Say for every document of a collection, it has an string array. how could I count the repetitive time of every element of the array in all this collection? Right now I can find all the distinct element, but then Map Reduce function is a little tricky that I haven't fully understood.
Doc A
{
_id:
name:
actors: ["a", "b", "c"]
}
Doc B
{
_id:
name:
actors: ["a", "d"]
}
Doc C
{
_id:
name:
actors: ["a", "c", "f"]
}
I wanne get a statistic result with a:3 b:1 c:2 d:1 f:1.
An alternative route that you could take is the aggregation framework.
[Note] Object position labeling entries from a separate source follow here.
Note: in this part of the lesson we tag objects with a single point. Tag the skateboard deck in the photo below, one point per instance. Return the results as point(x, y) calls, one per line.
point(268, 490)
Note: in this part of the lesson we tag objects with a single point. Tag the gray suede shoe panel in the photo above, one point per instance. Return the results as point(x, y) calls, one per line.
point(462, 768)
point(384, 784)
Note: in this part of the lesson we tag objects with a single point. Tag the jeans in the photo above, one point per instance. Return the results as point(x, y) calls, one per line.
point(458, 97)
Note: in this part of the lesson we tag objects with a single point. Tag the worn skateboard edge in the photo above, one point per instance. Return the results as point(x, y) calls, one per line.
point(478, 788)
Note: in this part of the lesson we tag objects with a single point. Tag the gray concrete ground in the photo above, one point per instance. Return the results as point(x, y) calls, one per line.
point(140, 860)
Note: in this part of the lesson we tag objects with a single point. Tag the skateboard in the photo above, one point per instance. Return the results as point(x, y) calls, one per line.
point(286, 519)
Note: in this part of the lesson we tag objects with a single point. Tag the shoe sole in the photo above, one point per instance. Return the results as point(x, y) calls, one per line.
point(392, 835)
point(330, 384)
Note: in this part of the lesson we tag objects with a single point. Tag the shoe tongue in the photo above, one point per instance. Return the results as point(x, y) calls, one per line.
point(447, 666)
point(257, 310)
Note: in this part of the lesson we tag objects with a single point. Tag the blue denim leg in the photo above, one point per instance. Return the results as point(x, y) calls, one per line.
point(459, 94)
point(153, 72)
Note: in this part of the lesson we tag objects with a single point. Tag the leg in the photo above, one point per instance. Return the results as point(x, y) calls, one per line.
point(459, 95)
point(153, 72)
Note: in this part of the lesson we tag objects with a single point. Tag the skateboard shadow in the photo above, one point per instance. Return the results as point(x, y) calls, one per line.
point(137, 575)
Considering the above collection as an example
Populate test collection:
db.collection.insert([
{ "_id" : 1, "name" : "ABC1", "actors": ["a", "b", "c"] },
{ "_id" : 2, "name" : "ABC2", "actors" : ["a", "d"] },
{ "_id" : 3, "name" : "XYZ1", "actors" : ["a", "c", "f"] }
])
Using MongoDB 3.4.4 or newer:
db.collection.aggregate([
{ "$unwind" : "$actors" },
{ "$group": { "_id": "$actors", "count": { "$sum": 1} } },
{ "$group": {
"_id": null,
"counts": {
"$push": {
"k": "$_id",
"v": "$count"
}
}
} },
{ "$replaceRoot": {
"newRoot": { "$arrayToObject": "$counts" }
} }
])
Output
{
a: 3,
b: 1,
c: 2,
d: 1,
f: 1
}
Using MongoDB 3.2 and below:
The following aggregation pipeline operation uses the $unwind
stage to output a document for each element in the actors
array and the $group
stage to group the documents by the value in the actors
array then
counts the number of documents per each group (which gives the occurrence of the array elements as a group) by way of the $sum
operator:
db.collection.aggregate([
{ "$unwind" : "$actors" },
{ "$group": { "_id": "$actors", "count": { "$sum": 1} } }
])
The operation returns the following results which would be a close match to your expectations but won't give you the documents as key/value pair:
/* 0 */
{
"result" : [
{
"_id" : "f",
"count" : 1
},
{
"_id" : "d",
"count" : 1
},
{
"_id" : "c",
"count" : 2
},
{
"_id" : "b",
"count" : 1
},
{
"_id" : "a",
"count" : 3
}
],
"ok" : 1
}